An impartial game is a two-player game in which both players have complete information, no chance is involved, and the legal moves from each position are the same for both players. We will deal with the normal play rule, in which the last player to move is the winner.
An impartial game can be abstractly represented by a directed acyclic graph, in which each vertex corresponds to a position, and each directed edge represents a legal move from one position to another.
We can imagine that a token is initially placed on some vertex, and the two players take turns moving the token from its current vertex to one of its direct followers. The game ends when the token reaches a sink, which is a vertex with no outgoing edges, and then the last player to have moved is the winner.
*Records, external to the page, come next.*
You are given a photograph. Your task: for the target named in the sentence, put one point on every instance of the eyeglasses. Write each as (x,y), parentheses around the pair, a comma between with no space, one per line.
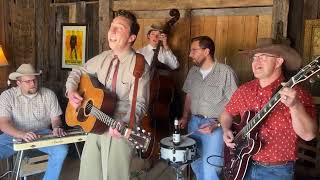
(263,56)
(29,81)
(195,49)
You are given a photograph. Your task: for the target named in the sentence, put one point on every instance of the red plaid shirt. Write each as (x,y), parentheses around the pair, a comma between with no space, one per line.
(279,141)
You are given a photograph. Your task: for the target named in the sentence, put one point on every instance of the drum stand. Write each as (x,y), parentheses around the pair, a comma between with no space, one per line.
(178,169)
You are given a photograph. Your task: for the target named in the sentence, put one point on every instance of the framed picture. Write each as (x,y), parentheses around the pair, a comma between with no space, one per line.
(73,45)
(311,41)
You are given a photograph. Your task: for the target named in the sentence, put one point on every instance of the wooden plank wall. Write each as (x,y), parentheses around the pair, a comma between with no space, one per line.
(231,35)
(298,13)
(36,27)
(230,32)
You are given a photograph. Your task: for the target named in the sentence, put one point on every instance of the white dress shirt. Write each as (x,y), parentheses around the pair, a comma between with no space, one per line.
(165,56)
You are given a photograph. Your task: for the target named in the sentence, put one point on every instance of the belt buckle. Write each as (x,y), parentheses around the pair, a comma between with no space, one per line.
(200,116)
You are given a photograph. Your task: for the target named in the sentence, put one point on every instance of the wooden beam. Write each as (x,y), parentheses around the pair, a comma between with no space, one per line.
(105,17)
(55,4)
(157,14)
(249,11)
(186,4)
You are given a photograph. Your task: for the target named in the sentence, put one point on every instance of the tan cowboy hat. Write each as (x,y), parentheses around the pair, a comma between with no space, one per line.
(292,59)
(24,70)
(158,26)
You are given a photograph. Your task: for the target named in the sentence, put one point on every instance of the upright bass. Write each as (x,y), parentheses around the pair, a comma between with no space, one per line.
(161,94)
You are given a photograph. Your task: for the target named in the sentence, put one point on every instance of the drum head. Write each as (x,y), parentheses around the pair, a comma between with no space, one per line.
(184,143)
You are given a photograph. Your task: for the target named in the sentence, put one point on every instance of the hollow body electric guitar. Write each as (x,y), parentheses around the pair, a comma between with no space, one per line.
(246,133)
(93,115)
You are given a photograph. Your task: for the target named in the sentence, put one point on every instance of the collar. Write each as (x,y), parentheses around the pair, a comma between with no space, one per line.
(123,56)
(20,94)
(150,47)
(274,85)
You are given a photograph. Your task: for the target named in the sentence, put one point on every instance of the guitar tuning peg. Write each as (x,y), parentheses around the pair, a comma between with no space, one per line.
(311,80)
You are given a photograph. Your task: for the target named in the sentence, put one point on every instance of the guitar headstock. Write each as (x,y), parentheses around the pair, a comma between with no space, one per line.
(306,72)
(140,139)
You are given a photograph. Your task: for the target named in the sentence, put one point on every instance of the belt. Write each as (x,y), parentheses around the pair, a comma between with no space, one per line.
(202,116)
(273,163)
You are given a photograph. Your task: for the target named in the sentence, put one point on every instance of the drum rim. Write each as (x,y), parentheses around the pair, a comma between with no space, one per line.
(177,147)
(193,146)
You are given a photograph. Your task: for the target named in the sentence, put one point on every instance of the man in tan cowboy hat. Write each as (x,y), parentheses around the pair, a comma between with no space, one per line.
(26,112)
(165,56)
(293,118)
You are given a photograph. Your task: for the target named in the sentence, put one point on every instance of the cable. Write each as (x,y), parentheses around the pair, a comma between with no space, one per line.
(5,174)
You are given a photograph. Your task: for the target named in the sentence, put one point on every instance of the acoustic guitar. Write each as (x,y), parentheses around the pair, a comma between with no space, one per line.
(247,139)
(93,115)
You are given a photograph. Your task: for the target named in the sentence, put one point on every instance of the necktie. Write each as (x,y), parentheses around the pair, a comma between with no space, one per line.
(113,69)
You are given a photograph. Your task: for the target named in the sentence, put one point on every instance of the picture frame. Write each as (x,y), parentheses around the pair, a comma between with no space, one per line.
(311,41)
(73,45)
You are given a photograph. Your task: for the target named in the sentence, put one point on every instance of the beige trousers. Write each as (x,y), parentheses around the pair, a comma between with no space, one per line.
(105,158)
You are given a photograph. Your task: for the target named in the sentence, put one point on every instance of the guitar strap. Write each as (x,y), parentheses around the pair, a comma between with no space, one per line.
(137,73)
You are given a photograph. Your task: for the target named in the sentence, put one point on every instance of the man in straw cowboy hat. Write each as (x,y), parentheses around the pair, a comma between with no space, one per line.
(165,56)
(291,119)
(26,112)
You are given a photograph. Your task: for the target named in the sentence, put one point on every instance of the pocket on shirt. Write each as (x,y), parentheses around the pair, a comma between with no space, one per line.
(213,94)
(124,87)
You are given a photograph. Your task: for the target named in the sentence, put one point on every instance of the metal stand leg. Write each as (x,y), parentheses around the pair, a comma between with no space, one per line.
(77,149)
(179,175)
(17,164)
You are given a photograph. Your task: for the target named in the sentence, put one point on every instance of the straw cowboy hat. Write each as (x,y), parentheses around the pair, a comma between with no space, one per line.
(292,59)
(158,26)
(24,70)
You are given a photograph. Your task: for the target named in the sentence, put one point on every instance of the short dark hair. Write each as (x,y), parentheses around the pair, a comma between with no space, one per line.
(134,26)
(205,42)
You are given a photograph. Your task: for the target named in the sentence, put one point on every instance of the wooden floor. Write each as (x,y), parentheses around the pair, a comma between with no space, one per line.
(159,171)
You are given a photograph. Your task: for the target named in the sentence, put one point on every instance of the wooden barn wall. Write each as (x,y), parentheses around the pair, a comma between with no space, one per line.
(232,29)
(3,70)
(36,26)
(299,12)
(34,33)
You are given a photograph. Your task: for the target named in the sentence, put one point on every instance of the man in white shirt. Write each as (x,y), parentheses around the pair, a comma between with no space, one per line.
(165,56)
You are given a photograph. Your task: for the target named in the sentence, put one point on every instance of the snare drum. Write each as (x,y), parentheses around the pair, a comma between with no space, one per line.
(182,154)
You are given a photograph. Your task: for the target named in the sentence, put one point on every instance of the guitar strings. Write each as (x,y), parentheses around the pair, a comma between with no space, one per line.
(103,117)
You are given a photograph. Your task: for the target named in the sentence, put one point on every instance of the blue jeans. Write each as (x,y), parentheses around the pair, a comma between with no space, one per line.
(57,154)
(257,171)
(210,148)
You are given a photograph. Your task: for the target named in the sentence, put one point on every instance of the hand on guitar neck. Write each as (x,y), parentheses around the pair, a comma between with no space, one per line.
(228,138)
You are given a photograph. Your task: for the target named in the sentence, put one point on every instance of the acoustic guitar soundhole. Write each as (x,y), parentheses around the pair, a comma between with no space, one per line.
(81,117)
(88,107)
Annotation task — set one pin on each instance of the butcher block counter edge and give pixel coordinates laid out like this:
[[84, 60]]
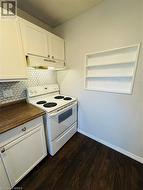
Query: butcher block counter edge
[[18, 113]]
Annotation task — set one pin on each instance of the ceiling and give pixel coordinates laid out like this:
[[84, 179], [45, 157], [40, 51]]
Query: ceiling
[[55, 12]]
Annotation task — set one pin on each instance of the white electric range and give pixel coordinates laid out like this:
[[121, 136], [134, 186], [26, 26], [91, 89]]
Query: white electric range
[[61, 114]]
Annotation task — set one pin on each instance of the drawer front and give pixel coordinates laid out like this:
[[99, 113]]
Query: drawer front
[[12, 134], [22, 154]]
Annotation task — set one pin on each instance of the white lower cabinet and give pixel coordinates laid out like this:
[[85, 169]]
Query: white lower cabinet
[[4, 182], [22, 154]]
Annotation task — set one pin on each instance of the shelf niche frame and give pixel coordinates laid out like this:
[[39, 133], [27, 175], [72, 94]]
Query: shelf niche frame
[[112, 70]]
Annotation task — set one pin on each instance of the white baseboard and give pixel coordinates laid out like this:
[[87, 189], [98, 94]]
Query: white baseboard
[[118, 149]]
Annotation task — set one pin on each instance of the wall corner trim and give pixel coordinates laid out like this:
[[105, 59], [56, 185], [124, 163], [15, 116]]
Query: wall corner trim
[[118, 149]]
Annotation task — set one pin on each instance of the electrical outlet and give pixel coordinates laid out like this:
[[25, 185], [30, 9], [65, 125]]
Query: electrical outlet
[[7, 93]]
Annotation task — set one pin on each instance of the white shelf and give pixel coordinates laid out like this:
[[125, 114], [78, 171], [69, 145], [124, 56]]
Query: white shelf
[[113, 70]]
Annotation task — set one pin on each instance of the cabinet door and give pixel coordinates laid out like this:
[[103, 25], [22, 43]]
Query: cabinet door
[[23, 154], [34, 39], [57, 47], [12, 59], [4, 183]]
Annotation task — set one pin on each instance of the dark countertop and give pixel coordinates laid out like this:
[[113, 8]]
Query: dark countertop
[[16, 114]]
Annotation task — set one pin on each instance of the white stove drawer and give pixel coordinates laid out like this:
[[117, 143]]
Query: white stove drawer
[[61, 121]]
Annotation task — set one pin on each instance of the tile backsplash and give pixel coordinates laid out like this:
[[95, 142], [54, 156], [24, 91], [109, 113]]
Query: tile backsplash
[[36, 77]]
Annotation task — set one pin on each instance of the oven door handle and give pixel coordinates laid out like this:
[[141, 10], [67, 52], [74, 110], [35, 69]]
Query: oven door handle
[[63, 109]]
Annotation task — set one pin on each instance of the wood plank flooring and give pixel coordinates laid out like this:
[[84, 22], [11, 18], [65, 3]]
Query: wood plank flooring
[[84, 164]]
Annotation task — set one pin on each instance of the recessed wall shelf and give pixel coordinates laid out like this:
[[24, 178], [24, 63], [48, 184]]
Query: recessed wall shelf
[[113, 70]]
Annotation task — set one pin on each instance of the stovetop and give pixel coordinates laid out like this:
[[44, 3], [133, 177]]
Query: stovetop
[[52, 102]]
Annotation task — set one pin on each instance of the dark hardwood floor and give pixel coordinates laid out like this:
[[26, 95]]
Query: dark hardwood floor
[[83, 164]]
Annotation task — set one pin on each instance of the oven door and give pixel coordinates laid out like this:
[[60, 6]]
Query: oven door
[[61, 121]]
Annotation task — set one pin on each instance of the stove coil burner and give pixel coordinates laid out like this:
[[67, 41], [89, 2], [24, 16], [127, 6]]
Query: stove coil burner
[[41, 102], [59, 97], [67, 98], [50, 105]]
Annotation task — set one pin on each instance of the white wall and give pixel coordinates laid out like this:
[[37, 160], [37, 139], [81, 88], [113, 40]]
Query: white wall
[[114, 118]]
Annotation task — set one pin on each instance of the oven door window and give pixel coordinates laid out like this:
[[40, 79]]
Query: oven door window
[[62, 117]]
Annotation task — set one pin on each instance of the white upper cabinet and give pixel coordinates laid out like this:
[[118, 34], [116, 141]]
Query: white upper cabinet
[[34, 39], [12, 59], [57, 47]]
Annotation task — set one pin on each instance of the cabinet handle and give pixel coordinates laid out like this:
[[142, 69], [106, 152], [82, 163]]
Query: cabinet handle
[[24, 129], [2, 150]]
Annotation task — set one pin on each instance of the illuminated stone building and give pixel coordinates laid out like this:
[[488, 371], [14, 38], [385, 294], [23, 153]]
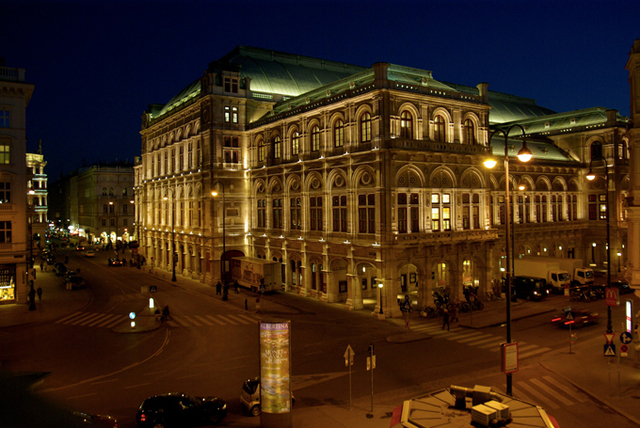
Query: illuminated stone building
[[15, 94], [353, 178]]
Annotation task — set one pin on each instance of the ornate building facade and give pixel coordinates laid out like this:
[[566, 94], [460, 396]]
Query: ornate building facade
[[15, 94], [368, 183]]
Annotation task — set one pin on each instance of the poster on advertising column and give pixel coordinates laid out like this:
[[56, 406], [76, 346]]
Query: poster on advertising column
[[275, 374]]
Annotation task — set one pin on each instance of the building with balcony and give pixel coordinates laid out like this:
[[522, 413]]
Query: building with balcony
[[365, 182], [15, 94], [100, 208]]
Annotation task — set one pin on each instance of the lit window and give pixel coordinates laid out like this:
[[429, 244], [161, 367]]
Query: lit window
[[469, 132], [5, 154], [439, 129], [365, 128], [406, 125], [338, 133], [315, 138], [4, 118], [295, 143]]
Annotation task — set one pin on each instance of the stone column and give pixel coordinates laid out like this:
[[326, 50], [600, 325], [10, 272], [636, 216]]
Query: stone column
[[633, 247]]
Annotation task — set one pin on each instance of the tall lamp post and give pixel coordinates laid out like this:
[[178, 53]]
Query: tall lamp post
[[174, 256], [223, 275], [591, 176], [524, 155]]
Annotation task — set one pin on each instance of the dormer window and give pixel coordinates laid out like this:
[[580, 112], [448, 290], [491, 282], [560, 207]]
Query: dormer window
[[231, 85]]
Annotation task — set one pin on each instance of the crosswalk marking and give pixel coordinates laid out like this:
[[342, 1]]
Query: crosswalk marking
[[551, 392], [580, 397], [540, 397]]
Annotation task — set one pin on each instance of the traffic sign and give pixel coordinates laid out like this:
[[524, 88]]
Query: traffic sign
[[609, 350], [626, 338], [348, 356], [612, 296], [609, 337]]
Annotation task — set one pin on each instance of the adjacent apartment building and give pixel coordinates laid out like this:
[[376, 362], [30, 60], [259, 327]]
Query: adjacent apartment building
[[15, 243], [368, 182]]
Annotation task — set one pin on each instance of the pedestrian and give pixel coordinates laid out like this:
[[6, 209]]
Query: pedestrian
[[166, 315], [453, 310], [445, 318]]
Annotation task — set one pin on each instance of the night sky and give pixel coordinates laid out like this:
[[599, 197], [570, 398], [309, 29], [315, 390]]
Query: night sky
[[97, 65]]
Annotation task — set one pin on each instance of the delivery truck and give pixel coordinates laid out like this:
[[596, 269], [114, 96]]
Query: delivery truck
[[258, 275], [558, 279]]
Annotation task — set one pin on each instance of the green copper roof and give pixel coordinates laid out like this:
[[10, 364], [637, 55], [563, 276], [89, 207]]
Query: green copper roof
[[286, 74]]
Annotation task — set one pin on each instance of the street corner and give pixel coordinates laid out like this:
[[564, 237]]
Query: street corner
[[140, 324], [409, 336]]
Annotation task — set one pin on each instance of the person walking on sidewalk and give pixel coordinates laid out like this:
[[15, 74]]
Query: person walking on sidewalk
[[445, 318]]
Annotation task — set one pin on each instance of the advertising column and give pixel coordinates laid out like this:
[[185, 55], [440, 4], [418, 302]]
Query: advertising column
[[275, 374]]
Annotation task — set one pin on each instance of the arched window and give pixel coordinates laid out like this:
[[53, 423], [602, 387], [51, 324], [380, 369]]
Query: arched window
[[338, 133], [261, 151], [406, 125], [469, 132], [439, 130], [596, 150], [365, 128], [295, 143], [277, 147], [315, 138]]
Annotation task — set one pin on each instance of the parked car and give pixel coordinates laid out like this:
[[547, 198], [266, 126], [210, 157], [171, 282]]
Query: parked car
[[530, 288], [98, 421], [250, 396], [74, 280], [60, 268], [623, 286], [578, 318], [180, 410]]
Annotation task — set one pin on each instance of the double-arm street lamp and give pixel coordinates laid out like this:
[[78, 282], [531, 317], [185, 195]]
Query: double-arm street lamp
[[524, 155], [174, 256], [591, 176], [223, 275]]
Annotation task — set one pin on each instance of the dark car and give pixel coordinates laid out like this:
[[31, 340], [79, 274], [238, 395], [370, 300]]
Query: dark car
[[60, 268], [98, 421], [115, 262], [623, 286], [180, 410], [530, 288], [578, 318]]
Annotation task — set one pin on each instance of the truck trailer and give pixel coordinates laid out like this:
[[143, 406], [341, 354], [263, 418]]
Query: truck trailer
[[258, 275], [558, 279]]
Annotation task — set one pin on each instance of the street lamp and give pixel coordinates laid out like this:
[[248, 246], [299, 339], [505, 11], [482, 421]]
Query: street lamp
[[524, 155], [224, 233], [174, 256], [591, 176]]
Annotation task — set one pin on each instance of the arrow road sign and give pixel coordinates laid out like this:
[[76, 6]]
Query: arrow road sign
[[626, 337], [348, 356], [609, 337], [609, 350]]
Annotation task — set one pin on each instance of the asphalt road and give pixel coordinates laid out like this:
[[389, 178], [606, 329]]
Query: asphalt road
[[210, 348]]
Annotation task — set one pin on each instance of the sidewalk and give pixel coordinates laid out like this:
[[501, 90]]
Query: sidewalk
[[600, 380]]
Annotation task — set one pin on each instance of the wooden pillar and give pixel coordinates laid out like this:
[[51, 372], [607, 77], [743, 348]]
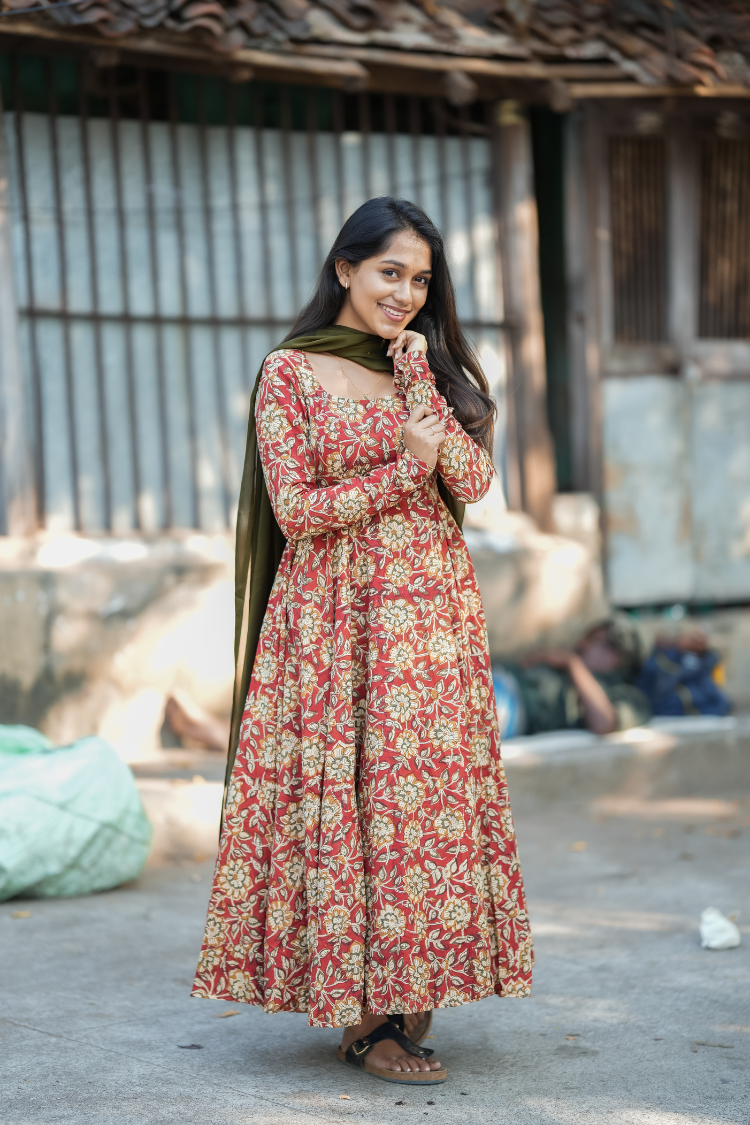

We can classify each position in the game according to whether it is a first- or a second-player win, if both players play optimally starting from that position. A first-player-win position is known as an N-position (because the next player is to win), while a second-player-win position is known as a P-position (because theprevious player is to win).
The P- and N-positions can be characterized inductively as follows:
- A vertex v is a P-position if and only if all its direct followers are N-positions.
- A vertex v is an N-position if and only if it has some P-position follower.
The induction starts at the sinks, which are P-positions because they vacuously satisfy the P-position requirement.
Knowledge of the P- and N-positions of a game provides the winning strategy for it: If it is our turn and the game is in an N-position, we should move into a P-position. Then our opponent will be forced to move into an N-position, and so on. Eventually we will move into a sink and win.